Seminar room FAV05 (Favoritenstraße 9, Stiege 1, 5th floor)
Dr. Alexandra Diehl (Department of Informatics, University of Zurich)
30 + 15

According to the United Nations Office for Disaster Risk Reduction (UNDRR), the indirect economic losses caused by climate-related disasters increased by over 150 % during 1998–2017 compared to the period 1978– 1997 [1]. Among the most prominent high-impact weather events are flooding, storms, and heatwaves. Scientists need to improve the accuracy and communication of weather forecasting to reduce or even avoid the damage caused by these kinds of weather hazards.

 Citizens continuously generate an enormous amount of digital content of diverse kinds, such as blog posts, tweets, and photos and videos. People tend to proactively participate in digital media and communicate this kind of severe weather events in internet channels such as social media, news feeds, and citizen science projects, which represents a huge opportunity to improve current weather forecasting. To engage users in weather forecasting, meteorologists need effective visual communication tools to process the information and make it to citizens.

 In this talk, I will present some initial efforts in the visual analysis of citizen-generated data to extract useful information associated with severe weather events and identify expert users among the social networks and a perceptually-based visual design of a mobile application for citizen science on high-impact weather events.

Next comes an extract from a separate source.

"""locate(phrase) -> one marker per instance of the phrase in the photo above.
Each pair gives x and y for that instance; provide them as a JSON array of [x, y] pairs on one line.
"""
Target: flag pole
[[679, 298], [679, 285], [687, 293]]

 [1] P.Wallemacq and R. House. UNISDR and CRED report. economic losses, poverty, and disasters 1998–2017. Brussels: Centre for research on the epidemiology of disasters (CRED), 31, 2018.

Johannes Unterguggenberger (193-02 Computer Graphics)
15 + 15

Following recent advances in GPU hardware development and newly introduced rendering pipeline extensions, the segmentation of input geometry into small geometry clusters—so-called meshlets—has emerged as an important practice for efficient rendering of complex 3D models. Meshlets can be processed efficiently using mesh shaders on modern graphics processing units, in order to achieve streamlined geometry processing in just two tightly coupled shader stages that allow for dynamic workload manipulation in-between. The additional granularity layer between entire models and individual triangles enables new opportunities for fine-grained visibility culling methods. However, in contrast to static models, view frustum and backface culling on a per-meshlet basis for skinned, animated models are difficult to achieve while respecting the conservative spatio-temporal bounds that are required for robust rendering results. In this paper, we describe a solution for computing and exploiting relevant conservative bounds for culling meshlets of models that are animated using linear blend skinning. By enabling visibility culling for animated meshlets, our approach can help to improve rendering performance and alleviate bottlenecks in the notoriously performance-and memory-intensive skeletal animation pipelines of modern real-time graphics applications.

Stephan Bösch-Plepelits (193-02 Computer Graphics)
10 + 5

Over summer 2021 the technicians built a setup for improved hybrid lectures in the seminar room. Stephan Bösch-Plepelits will give a short introduction how this works and how it is used.